Honesty Is the Best Policy: The Art of Hard Sell

Honesty Is the Best Policy: The Art of Hard Sell

If there is any professional that gets a hard time, it is the salesperson. From the character of Willy Loman in Arthur Miller’s classic play Death of a Salesman to the gulping realism in the definitive movie Glengarry Glen Ross, salespeople are oftentimes not portrayed in the best light. Yet selling is part of every business and nonbusiness activity. There are any number of definitions of the word sellTo sell simply means to persuade or induce someone to buy, or to win acceptance, approval or adoption. It derives from Old English, sellan, meaning “to give, offer,” and Greek, helein, “to take.”

Then there is the art of hard sell. In an article of 19 September 1979, entitled “PROMOTION,” L. Ron Hubbard states:

“The art of hard sell is you tell people to do something. Hard sell is based on knowing and promoting in the line of truth. . .”

If you are going to tell someone to do something or purchase something, then you had best be ethical about it. The product or service you are directing customers to must be a good transaction so that the person is getting proper exchange for their money.

Home & Garden Television

A case in point is HGTV or Home & Garden Television. This feel-good network was the third most-watched cable network in 2016, ahead of CNN and behind only Fox News and ESPN. Scripps Networks Interactive, parent company to HGTV, saw its shares rise more than 30 percent last year, outperforming bigger rivals like Walt Disney Company, 21st Century Fox and Viacom, Inc.

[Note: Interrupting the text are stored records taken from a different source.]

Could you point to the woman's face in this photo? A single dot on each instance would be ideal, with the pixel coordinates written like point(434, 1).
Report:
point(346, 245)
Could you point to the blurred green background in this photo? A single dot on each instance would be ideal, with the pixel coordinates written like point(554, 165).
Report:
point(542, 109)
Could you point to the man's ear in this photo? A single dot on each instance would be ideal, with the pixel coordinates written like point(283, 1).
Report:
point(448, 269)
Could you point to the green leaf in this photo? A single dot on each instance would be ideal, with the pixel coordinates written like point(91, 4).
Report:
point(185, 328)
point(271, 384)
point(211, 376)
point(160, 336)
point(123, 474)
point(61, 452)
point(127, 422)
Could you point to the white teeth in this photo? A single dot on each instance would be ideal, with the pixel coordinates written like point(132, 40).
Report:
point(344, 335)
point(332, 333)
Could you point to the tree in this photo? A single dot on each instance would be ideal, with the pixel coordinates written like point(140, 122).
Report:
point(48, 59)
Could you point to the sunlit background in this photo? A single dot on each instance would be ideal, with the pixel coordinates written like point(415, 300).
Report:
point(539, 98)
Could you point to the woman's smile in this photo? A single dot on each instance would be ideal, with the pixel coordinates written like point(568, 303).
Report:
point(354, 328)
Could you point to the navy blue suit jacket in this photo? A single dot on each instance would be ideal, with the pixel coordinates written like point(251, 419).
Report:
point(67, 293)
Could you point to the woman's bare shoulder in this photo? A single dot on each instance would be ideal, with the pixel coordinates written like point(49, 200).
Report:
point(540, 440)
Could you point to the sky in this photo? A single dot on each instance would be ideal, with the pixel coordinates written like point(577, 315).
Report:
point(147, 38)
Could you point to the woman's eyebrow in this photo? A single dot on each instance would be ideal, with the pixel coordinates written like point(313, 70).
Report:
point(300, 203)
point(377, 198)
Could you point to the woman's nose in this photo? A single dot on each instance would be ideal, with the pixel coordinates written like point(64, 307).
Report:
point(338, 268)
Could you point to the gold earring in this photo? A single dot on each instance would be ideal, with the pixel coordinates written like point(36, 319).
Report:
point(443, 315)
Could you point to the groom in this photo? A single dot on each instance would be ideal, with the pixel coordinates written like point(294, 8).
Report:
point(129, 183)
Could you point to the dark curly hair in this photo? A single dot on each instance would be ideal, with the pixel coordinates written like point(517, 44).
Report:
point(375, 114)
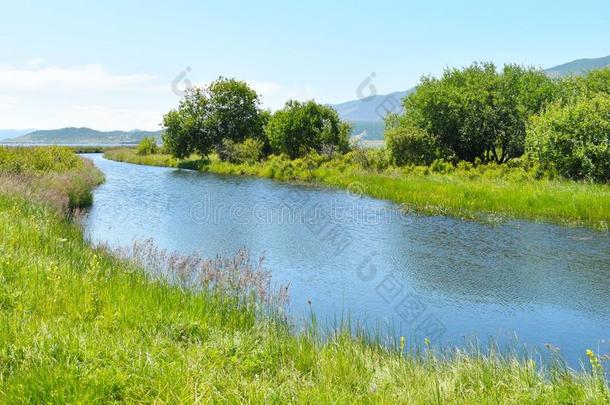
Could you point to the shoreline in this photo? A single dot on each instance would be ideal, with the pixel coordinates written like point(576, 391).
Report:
point(100, 329)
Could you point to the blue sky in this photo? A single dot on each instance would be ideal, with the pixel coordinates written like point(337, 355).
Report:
point(110, 64)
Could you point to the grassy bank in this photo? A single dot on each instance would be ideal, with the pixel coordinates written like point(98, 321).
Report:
point(486, 193)
point(79, 324)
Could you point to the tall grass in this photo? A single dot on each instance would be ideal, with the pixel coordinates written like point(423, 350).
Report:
point(488, 193)
point(79, 324)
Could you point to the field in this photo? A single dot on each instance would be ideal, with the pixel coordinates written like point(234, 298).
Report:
point(83, 324)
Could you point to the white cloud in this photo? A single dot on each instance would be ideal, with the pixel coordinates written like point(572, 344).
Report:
point(86, 77)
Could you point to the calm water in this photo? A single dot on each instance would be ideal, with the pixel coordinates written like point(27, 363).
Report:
point(356, 257)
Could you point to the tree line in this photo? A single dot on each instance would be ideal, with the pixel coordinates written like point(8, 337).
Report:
point(477, 114)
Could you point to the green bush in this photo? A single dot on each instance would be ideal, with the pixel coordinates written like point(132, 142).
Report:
point(410, 145)
point(38, 160)
point(148, 146)
point(575, 138)
point(299, 128)
point(249, 151)
point(475, 112)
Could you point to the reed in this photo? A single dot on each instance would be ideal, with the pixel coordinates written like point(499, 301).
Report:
point(489, 193)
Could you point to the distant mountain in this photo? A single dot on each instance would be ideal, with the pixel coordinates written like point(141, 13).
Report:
point(578, 67)
point(374, 108)
point(11, 133)
point(83, 136)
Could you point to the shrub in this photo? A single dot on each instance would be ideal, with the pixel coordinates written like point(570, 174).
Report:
point(410, 145)
point(249, 151)
point(148, 146)
point(226, 109)
point(299, 128)
point(575, 138)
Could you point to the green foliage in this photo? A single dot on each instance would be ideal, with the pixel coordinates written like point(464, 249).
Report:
point(574, 138)
point(52, 175)
point(409, 144)
point(521, 188)
point(101, 329)
point(38, 160)
point(300, 127)
point(477, 112)
point(249, 151)
point(226, 109)
point(147, 146)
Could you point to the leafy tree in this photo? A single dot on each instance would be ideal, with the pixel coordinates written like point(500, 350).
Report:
point(226, 109)
point(304, 126)
point(574, 138)
point(479, 113)
point(147, 146)
point(409, 144)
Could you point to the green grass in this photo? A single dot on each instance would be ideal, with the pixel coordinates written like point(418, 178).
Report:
point(80, 325)
point(491, 193)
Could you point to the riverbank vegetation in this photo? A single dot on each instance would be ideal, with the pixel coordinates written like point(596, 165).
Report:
point(480, 192)
point(477, 143)
point(80, 324)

We Embrace the Real America

CEO Ken Lowe walked the aisles of Home Depot and Lowe’s stores around the country and identified an audience that was passionate about their houses. They found that, for the most part, their viewers live in suburban houses with yards. As they put it: “We embrace the real America.”

Embrace is the key word here, as Mr. Hubbard explains in his article of 26 September 1979 titled “COPYWRITING”:

“Hard sell means insistence that people buy. It means caring about the person and not being reasonable* about stops or barriers but caring enough to get him through the stops or barriers to get the service.”

Hard sell is all about caring, and HGTV cares about a lot of things, especially embracing the real America, as do their advertisers. The average HGTV viewer is a college-educated suburban woman with household income of $83,600 a year and an interest in home improvement; this is a big win for advertisers like Home Depot and Lowe’s. Wayfair, an e-commerce company that sells housewares, is one of the channel’s biggest advertisers, with product integration, commercial time and on-air graphics that urge viewers to “shop this look” on the company’s website—hard sell personified.

HGTV has several sister channels, including the Cooking Channel, DIY Network, Food Network, Great American Country and the Travel Channel. They all have that common thread of do-it-yourself reality television, whether it be cooking or flipping a house—plus their secret sauce of embracing and caring about their viewers, advertisers and the environment. In fact, Wayfair has seen their web traffic double when it airs commercials on the network.

Giving Back

Scripps Networks Interactive believes that making the world a better place to live doesn’t have to be an overwhelming goal. The diversity of ideas, experiences and backgrounds their employees bring to every aspect of their business allows their corporate social responsibility efforts to truly inspire change in the world. They leverage the power of their brands through partnerships that share their values and vision in order to improve the communities in which we live and work—one meal, one home, one community, at a time. ​

L. Ron Hubbard says, “Don’t soft sell.” If you care about your customer, you don’t have to!

*reasonable: trying to make illogical information or situations seem logical by imagining, inventing or being willing to accept false reasons to explain them.


  1. Postrel, Virginia. “The Fascinating Secrets of HGTV’s Success.” NYPost.com. New York Post, 7 Jan. 2017. Web. 1 Feb. 2017.
  2. Smith, Gerry. Bloomberg News. “HGTV’s Escapist, Fantasy Programming Succeeding.” HeraldTribune.com.Sarasota Herald-Tribune, 8 Jan. 2017. Web. 1 Feb. 2017.
  3. Axford, Will. “More People Are Watching HGTV than CNN.” Chron.com. Houston Chronicle, 4 Jan. 2017. Web. 1 Feb. 2017.